I’ve been thinking a lot about the disputes around Ushahidi’s role in humanitarian efforts and came round to thinking that we may be looking in the wrong place to discover the work that tools like Ushahidi’s Crowdmap are doing in the world. Whereas humanitarian organisations are asking (good) questions about whether Ushahidi’s tools help or hinder their efforts, another way to look at it might be to look from the perspective of the people making the maps and reports themselves. What work is Ushahidi doing for them? How do they see Ushahidi’s effectiveness? What social role does reporting play and how could we begin to measure effectiveness?
This morning I read a wonderful article by Tamar Ashuri from Ben-Gurion University for an upcoming edition of the journal New Media and Society entitled ‘(Web)sites of memory and the rise of moral mnemonic agents‘. Ashuri looked at how two websites set up by Israelis – one to monitor human rights of Palestinians at Israeli checkpoints; the other to collect testimonies of Israeli soldiers who served in the Occupied Territories – act as agents of collective memory. Ashuri argues that digital networked technologies is challenging the mechanisms that society employs to deny memories of immoral acts and how the online archives created by moral witnesses become a space of living memory and a sphere of moral engagement.
Ashuri explains that ‘collective memory is a social necessity; neither an individual nor a society can do without it.’ She quotes from Kansteiner (2002: 180) to describe how collective memory is different from history:
Collective memory is not history, though sometimes made from similar material […]. It can take hold of historically and socially remote events but it often privileges the interest of the contemporary.

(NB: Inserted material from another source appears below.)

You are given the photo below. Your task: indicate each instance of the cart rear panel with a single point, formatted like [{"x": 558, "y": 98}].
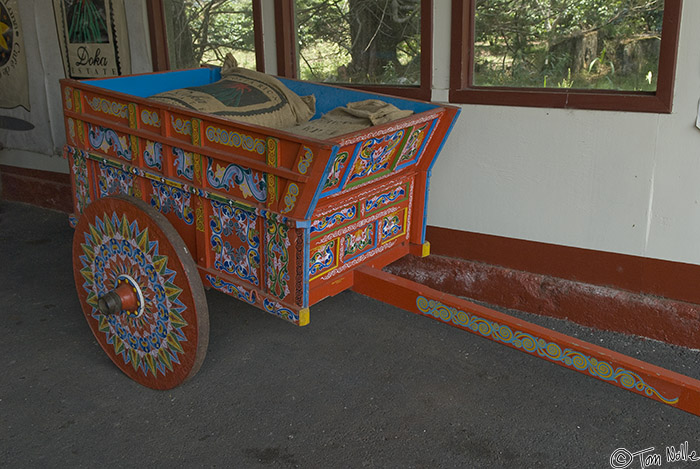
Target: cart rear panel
[{"x": 271, "y": 218}]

It is as much a result of conscious manipulation as unconscious absorption and it is always mediated.
Ashuri describes how Avishai Margalit distinguishes between “common memory” (a group of people who recall a certain episode that each of them experienced) and “shared memory” (which requires communication). Shared memory is is not just an aggregate of individual memories because it requires those who remember the episode to come together to create one version (or at least a few version) through an active presentation and retelling of a story that Margalit terms ‘a division of mnemonic labor’ (2002: 52). Margalit wrote that whereas in traditional society there was a direct line from the people to their priest, storyteller or shaman, shared memory in modern society ‘travels from person to person through institutions, such as archives, and through communal mnemonic devices, such as monuments and the names of streets’ (2002: 52). Ushuri posits a new term “joint memory” to describe a new type of memory that is a ‘compilation of personal histories made public for the public’ (2011: 4). She argues that digital networked technology is challenging the exclusive role of professional mnemonic agents designated by the church, state, monarchy etc.
Significantly, joint memory is not motivated by personal interests – the desire to tell an interesting story or reveal new information – but is driven by a social purpose: Witnesses who add their recollections to an accessible and shareable compilation of memories attempt to expose events that the default collective (such as the nation) denies or wishes to forget.
I don’t agree that such reporting is not motivated at all by personal interests but I do agree with the fact that the social/moral purpose of witnessing is really critical here. Ashuri builds on Margalit’s conception of a moral witness whose testimony is ‘essentially driven by a moral purpose. It reflects hope for the witness to be a social agent who, in testifying to his or her harsh experience, transforms (passive) addressees into active audiences’. She says that what is happening now is slightly different because the moral witness now performs memories of suffering experienced in a public space.
In my conceptualisation, the (moral) mnemonic agent is the one who recalls his or her memories regarding events in whcih others have suffered and by that act of witnessing renders this suffering visible and hence difficult to marginalize or deny. The moral aspect of this act, in my estimation, derives from the content of the mnemonic text (testimony about suffering inflicted by evil) and from its objective (calling on the audience to shed their observer garb and re-enact the experience of the harsh realities). (p5)
I think this is really useful way to think about how websites like Ushahidi as well as engagement on social media sites like Twitter are acting as platforms for this kind of performance and the communication of suffering, and how this is one way of looking at how collective narratives about the world are being wrested from those who traditionally controlled this in the Middle East. Whether it is reporting on human rights violations in Saudi Arabia, harassment of women in Egypt on Harassmap or reports of arrests and casualties in Syria I think that looking at the maps through the lens of moral witnessing and Ashuri’s “joint memory” could be a wonderful entry point for re-thinking Ushahidi’s role and effectiveness in the world.